Makeba, 76, and clad in a smart black gown with a gold and garnet shoulder scarf, was visiting the women in her role as an ambassador of the UN Food and Agriculture Organisation (FAO), which supports the Congolese charity Alpi in its stated aim of working "to free people living with HIV-AIDS".
Since 2003, FAO assistance with implements and fertilisers has enabled the local non-governmental organisation to provide food security and help for the social reintegration of hundreds of women, explained Aline Okongo, the chairwoman of Alpi.
The 11 smallholdings between the Congo and the Makelele river are among a range of projects backed by Alpi, which is currently caring for 2,430 people living with the virus.

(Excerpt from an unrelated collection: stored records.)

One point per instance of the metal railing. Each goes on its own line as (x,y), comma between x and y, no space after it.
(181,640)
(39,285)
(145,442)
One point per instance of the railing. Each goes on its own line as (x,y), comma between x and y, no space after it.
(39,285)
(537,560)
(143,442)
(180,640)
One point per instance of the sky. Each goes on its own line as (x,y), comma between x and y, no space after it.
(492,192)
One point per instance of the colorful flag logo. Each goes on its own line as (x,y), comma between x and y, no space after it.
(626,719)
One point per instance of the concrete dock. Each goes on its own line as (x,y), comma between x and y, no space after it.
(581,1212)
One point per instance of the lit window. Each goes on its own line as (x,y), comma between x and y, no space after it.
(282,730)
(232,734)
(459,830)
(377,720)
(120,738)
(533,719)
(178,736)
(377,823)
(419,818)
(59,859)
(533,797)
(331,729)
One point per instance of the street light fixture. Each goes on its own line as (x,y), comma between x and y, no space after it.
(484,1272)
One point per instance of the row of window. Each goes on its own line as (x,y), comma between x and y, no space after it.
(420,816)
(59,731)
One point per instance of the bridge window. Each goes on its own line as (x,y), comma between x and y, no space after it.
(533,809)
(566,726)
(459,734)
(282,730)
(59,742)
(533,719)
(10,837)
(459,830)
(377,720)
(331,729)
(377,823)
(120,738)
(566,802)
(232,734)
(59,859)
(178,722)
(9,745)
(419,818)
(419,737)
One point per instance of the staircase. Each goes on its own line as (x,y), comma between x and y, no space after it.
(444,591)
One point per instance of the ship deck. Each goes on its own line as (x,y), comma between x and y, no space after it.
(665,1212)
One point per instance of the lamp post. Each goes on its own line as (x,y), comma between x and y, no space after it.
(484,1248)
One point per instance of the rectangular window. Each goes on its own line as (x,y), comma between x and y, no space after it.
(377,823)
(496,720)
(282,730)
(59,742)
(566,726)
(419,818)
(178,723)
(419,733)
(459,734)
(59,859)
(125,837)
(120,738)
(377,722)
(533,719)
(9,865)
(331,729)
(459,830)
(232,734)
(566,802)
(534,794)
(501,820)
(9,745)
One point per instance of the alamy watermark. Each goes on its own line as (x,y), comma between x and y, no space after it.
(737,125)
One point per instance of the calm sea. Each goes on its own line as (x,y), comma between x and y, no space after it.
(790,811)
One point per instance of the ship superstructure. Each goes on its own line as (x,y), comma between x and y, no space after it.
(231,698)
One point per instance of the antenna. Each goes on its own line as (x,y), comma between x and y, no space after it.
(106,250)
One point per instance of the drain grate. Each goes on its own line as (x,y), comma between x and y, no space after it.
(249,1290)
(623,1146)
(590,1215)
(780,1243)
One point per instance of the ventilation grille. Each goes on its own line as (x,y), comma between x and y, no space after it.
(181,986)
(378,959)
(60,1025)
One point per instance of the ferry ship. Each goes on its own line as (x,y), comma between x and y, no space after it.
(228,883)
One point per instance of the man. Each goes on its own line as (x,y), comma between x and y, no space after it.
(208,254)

The vegetables and fruit grown in fields here are partly used to balance the diet of people with the virus, while the surplus is sold in the markets of the capital.
"This has changed everything for me," said Albertine Masuka, a 56-year-old widow bringing up six children by herself. "My children all go to school now and I can save a little to buy clothes and for the future."
Each family working in the often stifling tropical heat can cultivate up to 15 plots of land each sized two by four metres (10 square feet) and manages to earn up to 250 dollars (160 euros) a month when the harvest is good, according to Alpi.
However, Okongo said this is insufficient to pay for anti-retroviral drugs that are still expensive and hard to obtain, while the work can sometimes be "very difficult (because people) have to walk a lot in sandy soil" to reach fields far from any roads.
On AIDS itself, Okongo called the disease an enemy of development and said that "in a few decades, the pandemic has claimed more victims in Africa than the slave trade. In the DRC, the official prevalence rate is 4.5 percent."
"Eighty percent of the sick are between 15 and 45, an economically productive age group," she said, calling for more investment by both the government and the international community.
"Let us all be soldiers, not soldiers to kill one another, but to kill everything which is against humanity. We are all in this together," declared Makeba, who paid for her own commitment to fight apartheid white minority rule in South Africa with 31 years in exile.
She did not come empty-handed either.
"I am an African. I am a Congolese," she told the farmer women, and there was a distribution of dozens of barrows, hoses, machetes, spades and rakes to help them with a new project due to be launched during the month.
In answer, the farmer women broke into a labour song that urged the "mamas" themselves to get on with the job because "here the men don't do any work."
"If you follow a man, you risk finding yourself stitching up your skirts again," they warned Makeba. That time, it was she who applauded them.